In 1999, Humphrey founded Zillionaire.com.

On July 6, 2001, select assets of WMA were sold to Dutch insurance company Aegon for an undisclosed amount and the company was renamed to, what is today, World Financial Group (WFG).

==== World Leadership Group (WLG) and Hegemon Group International (HGI) (2001–present) ====
The assets that Humphrey kept, after the sale to Aegon, were spun-off into a new organization called World Leadership Group (WLG) which was a business that "dedicated to assisting independent entrepreneurs launch their own private business". In 2006, the company moved their headquarters into a 100,000 square foot office in Johns Creek, Georgia.

In 2014, Humphrey founded Hegemon Group International (HGI). The business was acquired by Integrity Marketing Group in 2022.

== La Rêve ==
In the early 2000s, Humphrey and his wife built and owned La Rêve (lit. 'The Dream' in French): A three-storey, 47,000 square-foot mansion in Cumming, Georgia. The mansion contained a total of eighty-two rooms all including a garage with up to twelve cars, seventy-two televisions screens, "two-lane bowling alley, private nine-hole golf course,... [a] movie theater modeled after the Fox Theatre (Atlanta)", seventeen bathrooms, two swimming pools, "a replica of the old Central of Georgia Railway", and a "'50s diner with a full service soda fountain and black and white tile floors". The entire construction process costed $35 million.

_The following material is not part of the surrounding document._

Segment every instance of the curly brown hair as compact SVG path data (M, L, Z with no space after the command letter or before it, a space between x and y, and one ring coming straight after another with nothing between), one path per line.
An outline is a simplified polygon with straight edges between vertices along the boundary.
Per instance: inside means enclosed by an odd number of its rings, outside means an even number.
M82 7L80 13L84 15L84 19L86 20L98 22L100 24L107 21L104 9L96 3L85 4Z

The couple hosted Mitt Romney in 2007 and the Rotary Club's Lanier-Forsyth chapter. The couple also offered guided tours to the general public.

The property went into foreclosure in 2010 and the couple listed the house, at the same year, initially for $50 million. The estate was sold for $11.5 million.

== Personal life ==
Humphrey married insurance agent Norma Wynelle Patrick on July 26, 1961. They had four children together, among them were sons Jody and Jeffrey. As of 2023, the couple resided in Suwanee, Georgia. Humphrey served as a Bishop in the LDS church.

Humphrey was among the 2,000 supporters to contribute to the Mitt Romney 2008 presidential campaign

Humphrey was inducted to the Entrepreneurship Hall of Fame in 2025.